When you consider our common desire to be comfortable it’s quite odd to note that the greatest advances in our lives often come when we are uncomfortable.
When you got that diagnosis it changed your diet and you finally lost that twenty pounds you’d needed to lose.
When that traumatic event happened in your marriage it forced you to recon with some decisions and patterns that had been neglected and you started taking steps towards fulfillment and satisfaction in your relationship.
A few years ago I lost a lot of weight and started working out. I was approaching my 40th birthday at the time, so I set some goals. I smashed the goals. It was only after I was in car crash and suffered a major concussion (and spent two weeks out of it) that I started to realize how much I need to focus on my health.
Even though it’s undeniably counterproductive for our wellbeing, we still push towards comfort.
We do this with our spiritual lives, too.
We know we need to grow. Nothing stays the same, and when we trying to stay the same we only go backwards.
We need to grow, but we want to stay comfortable.
That doesn’t work.
In this season of life, we’ve all been uncomfortable. Living through a pandemic has been remarkably difficult. We’ve had to radically adjust our lives to adapt to the changes that have happened in our local communities.
When you’re uncomfortable you want to get comfortable.
I remember camping as a kid. Inevitably I’d put my sleeping bag over a root or a rock. All night long I’d twist and turn to get comfortable.

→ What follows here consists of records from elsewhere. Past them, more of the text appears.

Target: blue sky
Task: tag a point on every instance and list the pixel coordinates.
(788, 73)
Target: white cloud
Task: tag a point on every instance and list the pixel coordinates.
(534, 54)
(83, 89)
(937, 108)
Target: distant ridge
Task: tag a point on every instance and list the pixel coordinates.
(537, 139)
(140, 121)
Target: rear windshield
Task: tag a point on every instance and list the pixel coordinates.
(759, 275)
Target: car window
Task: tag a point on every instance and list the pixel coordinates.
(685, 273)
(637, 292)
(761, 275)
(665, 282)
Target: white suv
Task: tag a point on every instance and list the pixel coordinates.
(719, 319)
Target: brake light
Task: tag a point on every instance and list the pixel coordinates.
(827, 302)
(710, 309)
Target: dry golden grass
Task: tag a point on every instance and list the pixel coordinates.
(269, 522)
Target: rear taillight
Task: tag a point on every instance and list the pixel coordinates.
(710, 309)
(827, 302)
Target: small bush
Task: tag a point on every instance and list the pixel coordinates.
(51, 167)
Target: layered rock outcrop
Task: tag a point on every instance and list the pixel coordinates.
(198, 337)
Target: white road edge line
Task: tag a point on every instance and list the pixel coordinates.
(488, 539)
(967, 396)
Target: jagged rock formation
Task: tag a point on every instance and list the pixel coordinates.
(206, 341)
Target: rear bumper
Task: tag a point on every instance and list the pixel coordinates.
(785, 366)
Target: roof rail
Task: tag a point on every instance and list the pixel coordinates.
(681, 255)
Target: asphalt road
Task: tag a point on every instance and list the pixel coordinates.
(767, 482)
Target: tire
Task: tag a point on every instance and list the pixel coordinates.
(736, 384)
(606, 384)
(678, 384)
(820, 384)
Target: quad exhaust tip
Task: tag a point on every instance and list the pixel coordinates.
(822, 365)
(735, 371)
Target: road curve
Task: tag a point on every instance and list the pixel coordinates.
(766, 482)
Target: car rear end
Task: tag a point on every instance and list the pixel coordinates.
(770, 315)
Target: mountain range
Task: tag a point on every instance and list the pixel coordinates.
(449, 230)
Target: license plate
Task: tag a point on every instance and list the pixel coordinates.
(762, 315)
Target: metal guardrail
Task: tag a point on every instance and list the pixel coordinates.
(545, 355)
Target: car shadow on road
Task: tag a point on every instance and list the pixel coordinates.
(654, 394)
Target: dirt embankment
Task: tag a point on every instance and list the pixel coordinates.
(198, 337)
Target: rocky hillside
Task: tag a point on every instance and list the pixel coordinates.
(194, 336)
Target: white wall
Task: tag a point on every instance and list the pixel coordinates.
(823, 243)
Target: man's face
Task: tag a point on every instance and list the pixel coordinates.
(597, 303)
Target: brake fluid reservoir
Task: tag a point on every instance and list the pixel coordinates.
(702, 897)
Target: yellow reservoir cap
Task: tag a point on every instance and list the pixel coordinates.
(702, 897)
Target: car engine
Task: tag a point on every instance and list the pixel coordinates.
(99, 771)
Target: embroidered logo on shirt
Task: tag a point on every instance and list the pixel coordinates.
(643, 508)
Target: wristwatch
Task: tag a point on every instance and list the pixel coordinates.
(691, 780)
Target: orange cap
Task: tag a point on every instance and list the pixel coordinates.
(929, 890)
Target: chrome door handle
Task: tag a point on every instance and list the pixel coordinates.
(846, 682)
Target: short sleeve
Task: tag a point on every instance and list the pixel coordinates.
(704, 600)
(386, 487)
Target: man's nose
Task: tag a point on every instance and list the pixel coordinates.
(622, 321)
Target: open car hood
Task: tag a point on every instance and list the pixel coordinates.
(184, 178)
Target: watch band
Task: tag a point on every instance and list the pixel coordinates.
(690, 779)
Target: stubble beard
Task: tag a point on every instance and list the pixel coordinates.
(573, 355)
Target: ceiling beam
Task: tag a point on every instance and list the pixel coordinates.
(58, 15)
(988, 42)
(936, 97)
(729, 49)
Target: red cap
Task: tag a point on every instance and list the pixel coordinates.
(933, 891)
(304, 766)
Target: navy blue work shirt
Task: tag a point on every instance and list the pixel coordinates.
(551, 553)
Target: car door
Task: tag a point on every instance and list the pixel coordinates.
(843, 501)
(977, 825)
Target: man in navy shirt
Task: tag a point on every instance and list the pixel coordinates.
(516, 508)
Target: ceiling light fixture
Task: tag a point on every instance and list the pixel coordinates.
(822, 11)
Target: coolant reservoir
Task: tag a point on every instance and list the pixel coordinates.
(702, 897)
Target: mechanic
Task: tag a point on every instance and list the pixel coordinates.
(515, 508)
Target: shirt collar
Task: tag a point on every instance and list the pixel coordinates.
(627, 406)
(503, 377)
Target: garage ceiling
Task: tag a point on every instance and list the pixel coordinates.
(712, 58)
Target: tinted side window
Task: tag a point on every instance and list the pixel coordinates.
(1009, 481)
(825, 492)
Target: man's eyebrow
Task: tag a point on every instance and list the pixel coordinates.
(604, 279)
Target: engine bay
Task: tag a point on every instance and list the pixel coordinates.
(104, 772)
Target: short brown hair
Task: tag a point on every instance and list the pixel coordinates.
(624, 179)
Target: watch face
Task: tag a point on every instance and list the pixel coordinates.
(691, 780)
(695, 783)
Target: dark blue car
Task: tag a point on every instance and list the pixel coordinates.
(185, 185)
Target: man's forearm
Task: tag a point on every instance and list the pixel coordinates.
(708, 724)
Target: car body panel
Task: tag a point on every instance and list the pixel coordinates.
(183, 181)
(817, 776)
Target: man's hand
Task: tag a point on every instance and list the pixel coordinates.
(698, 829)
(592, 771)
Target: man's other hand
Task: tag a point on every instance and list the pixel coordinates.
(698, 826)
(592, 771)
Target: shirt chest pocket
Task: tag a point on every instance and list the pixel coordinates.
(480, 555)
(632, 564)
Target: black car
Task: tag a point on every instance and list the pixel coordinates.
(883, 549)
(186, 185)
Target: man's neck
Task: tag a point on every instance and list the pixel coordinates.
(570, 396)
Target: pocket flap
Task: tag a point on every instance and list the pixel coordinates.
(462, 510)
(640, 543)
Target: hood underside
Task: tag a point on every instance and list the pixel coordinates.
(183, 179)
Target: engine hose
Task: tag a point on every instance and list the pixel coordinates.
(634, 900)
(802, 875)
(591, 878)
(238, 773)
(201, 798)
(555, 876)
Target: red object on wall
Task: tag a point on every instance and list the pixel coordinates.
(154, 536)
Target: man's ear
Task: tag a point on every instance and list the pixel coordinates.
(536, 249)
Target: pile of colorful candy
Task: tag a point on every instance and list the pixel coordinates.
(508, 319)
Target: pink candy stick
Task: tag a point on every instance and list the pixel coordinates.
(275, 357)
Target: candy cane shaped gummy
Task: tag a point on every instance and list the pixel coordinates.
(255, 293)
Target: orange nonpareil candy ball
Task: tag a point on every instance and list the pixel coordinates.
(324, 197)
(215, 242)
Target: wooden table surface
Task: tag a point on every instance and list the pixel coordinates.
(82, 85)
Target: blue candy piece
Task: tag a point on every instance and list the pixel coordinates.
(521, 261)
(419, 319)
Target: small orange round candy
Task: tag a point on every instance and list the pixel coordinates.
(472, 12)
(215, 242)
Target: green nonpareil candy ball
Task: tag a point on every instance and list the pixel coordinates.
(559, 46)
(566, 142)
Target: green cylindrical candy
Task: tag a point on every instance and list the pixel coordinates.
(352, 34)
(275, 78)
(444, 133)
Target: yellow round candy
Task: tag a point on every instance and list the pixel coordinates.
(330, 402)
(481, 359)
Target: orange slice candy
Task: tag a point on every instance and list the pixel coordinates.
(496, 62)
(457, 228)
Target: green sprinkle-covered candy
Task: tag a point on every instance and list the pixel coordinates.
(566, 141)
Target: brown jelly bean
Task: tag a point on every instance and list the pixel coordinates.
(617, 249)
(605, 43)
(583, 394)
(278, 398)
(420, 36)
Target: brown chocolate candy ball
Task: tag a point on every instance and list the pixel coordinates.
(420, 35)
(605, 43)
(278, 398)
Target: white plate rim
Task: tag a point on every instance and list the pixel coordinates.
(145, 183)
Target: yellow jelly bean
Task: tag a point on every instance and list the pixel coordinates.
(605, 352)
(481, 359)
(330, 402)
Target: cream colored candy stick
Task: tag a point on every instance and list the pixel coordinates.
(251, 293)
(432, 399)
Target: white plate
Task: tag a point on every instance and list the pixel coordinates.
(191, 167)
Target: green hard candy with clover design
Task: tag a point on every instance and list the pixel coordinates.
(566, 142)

That’s how many of us are dealing with this season. It’s been uncomfortable, and we’re trying to get comfortable.
You know what? You don’t want to be comfortable at church.
I’m not suggesting that you need to put yourself at risk if you’re vulnerable. I’m not admonishing you to handle snakes as a sign of faith. I’m not even asking you to sing if that’s not your thing (although I think singing together is powerful portion of a church service).
I’m telling you that you don’t want a comfortable church.
Why? Because you won’t grow.
Faith is designed to move, to advance, and to grow. Faith is not designed to sit still. You can’t be a Christian and sit on the sidelines.
If you’re tired of feeling uncomfortable, I identify with you. I’m there with you. I’m worn down and tired of it all. That doesn’t change what we need.
We need a faith that moves us, and that kind of faith thrives in an environment where we embrace a holy discomfort.